Le contexte macro-économique et concurrentiel



La crise économique et financière mondiale a moins pesé sur Apple que sur ses concurrents, mais la firme de Cupertino ne peut tout à fait s'en extraire. Ainsi au quatrième trimestre 2011, le contexte macro-économique explique en partie la mauvaise performance du Mac. En amont, il fait peser un risque sur les sous-traitants et fournisseurs d'Apple ; en aval, il touche le porte-monnaie des clients.



Cet axe économique est le premier facteur qui pourrait avantager la concurrence, notamment sur le marché des smartphones et des tablettes. Un véritable problème pour Apple qui explique lourdement investir dans le développement du matériel, des logiciels et des services, alors que certains concurrents à bas coût économiseraient en « copiant les produits de la société et violant sa propriété intellectuelle. »

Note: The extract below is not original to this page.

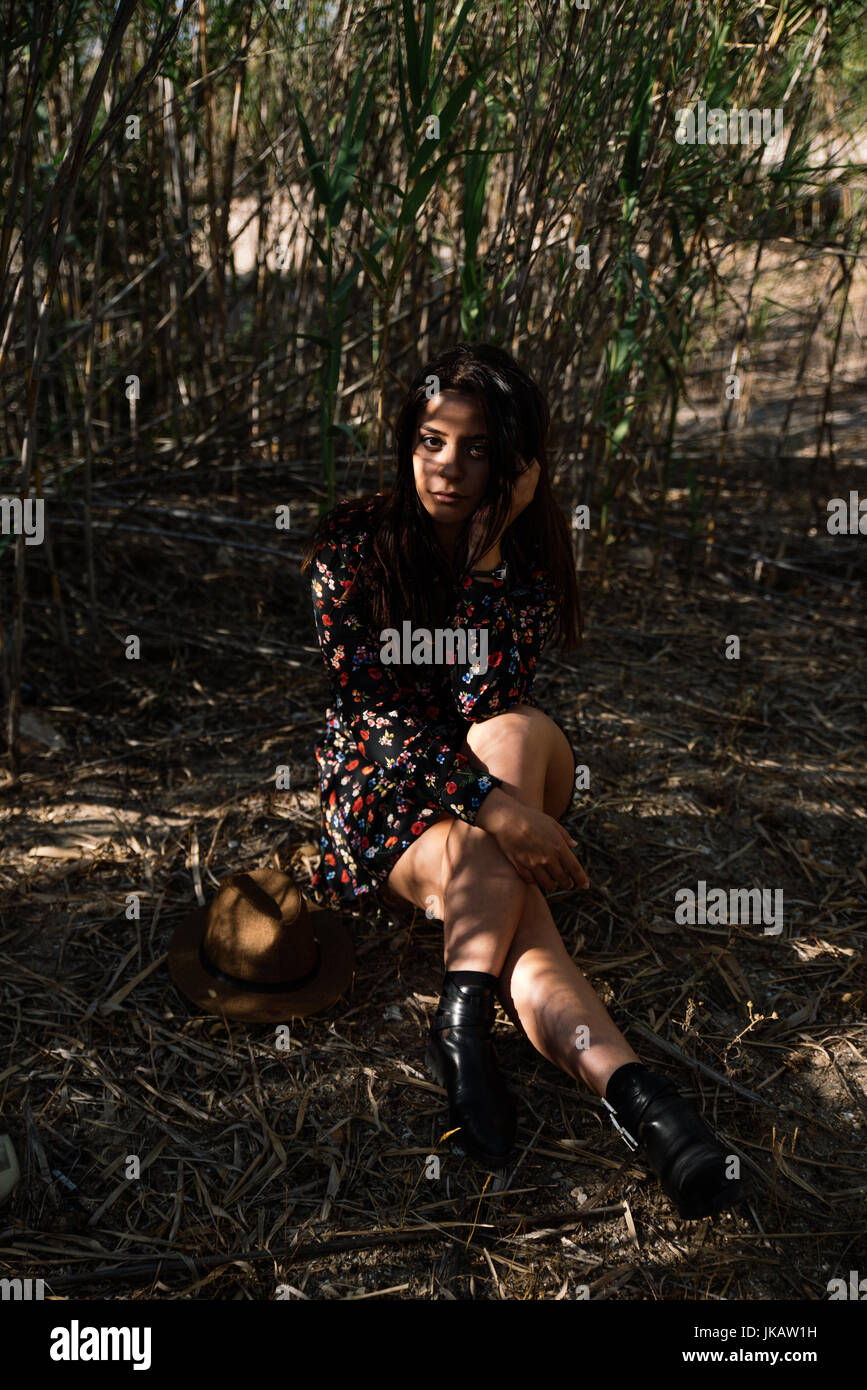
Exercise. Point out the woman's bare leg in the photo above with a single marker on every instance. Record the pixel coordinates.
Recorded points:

Apple a consacré cette année 3,4 milliards de dollars à la recherche et au développement, soit 2,17 % de son chiffre d'affaires, une proportion stable par rapport à l'an dernier. Plus grande société technologique du monde par le chiffre d'affaires (156,5 milliards de dollars), Apple pointe à la quatorzième place du classement des sociétés consacrant le plus d'argent à la R&D.

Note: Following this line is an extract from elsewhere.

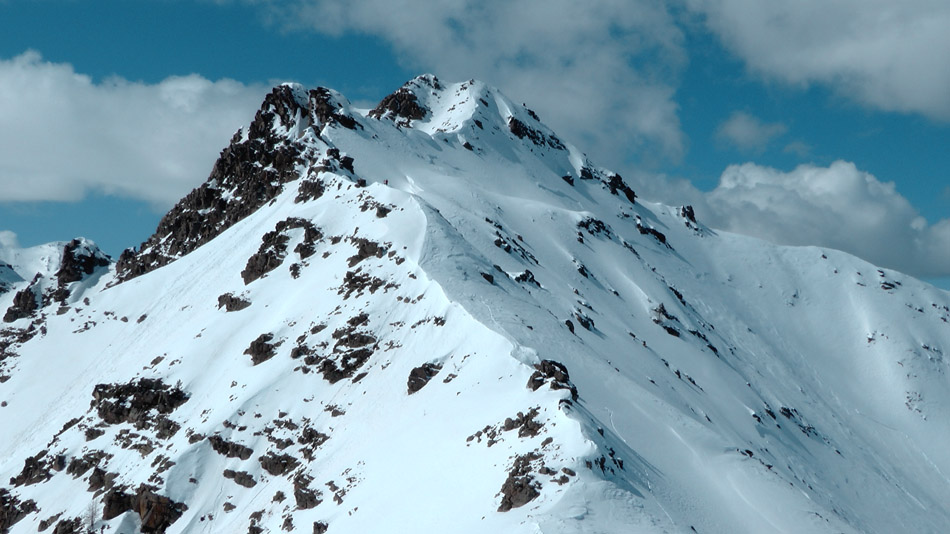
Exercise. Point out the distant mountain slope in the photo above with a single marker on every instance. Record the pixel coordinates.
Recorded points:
(438, 316)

Apple a ceci de particulier qu'elle consacre peu d'attention à la recherche fondamentale ou n'ayant du moins pas de finalité immédiate, contrairement à Google (6e, 6,2 milliards de dollars) ou Microsoft (2e, 9,9 milliards de dollars). La résurrection de la division technologies de la firme de Cupertino devrait changer les choses, mais il faudra tripler le budget pour dépasser le n° 1 de la R&D dans le domaine, Samsung (10,1 milliards de dollars).

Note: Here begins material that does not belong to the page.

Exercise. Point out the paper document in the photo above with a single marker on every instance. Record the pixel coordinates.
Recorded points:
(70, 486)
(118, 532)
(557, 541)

On rappellera à toutes fins utiles que le montant dépensé dans la R&D n'est pas le seul indicateur pour juger de la capacité à innover, ni d'ailleurs le meilleur. Depuis trois ans, Apple est nommée l'entreprise la plus innovante du monde par Booz & Co., devant Google, 3M et… Samsung. La perception et l'efficacité des recherches sont aussi des facteurs, et pas des moindres.



La capacité à rester Apple



La réputation d'Apple est d'ailleurs fondée sur sa capacité à innover en captant les désirs des clients et son sens du design. Que ces fondements s'érodent et elle pourrait être en danger, notamment si les produits iOS, qui représentent l'essentiel de son activité, étaient touchés : « la situation financière et les résultats de la société dépendent grandement de la capacité de la société à continuer à améliorer iOS et les appareils iOS afin de maintenir leur avantage concurrentiel en matière de fonctions et de design. »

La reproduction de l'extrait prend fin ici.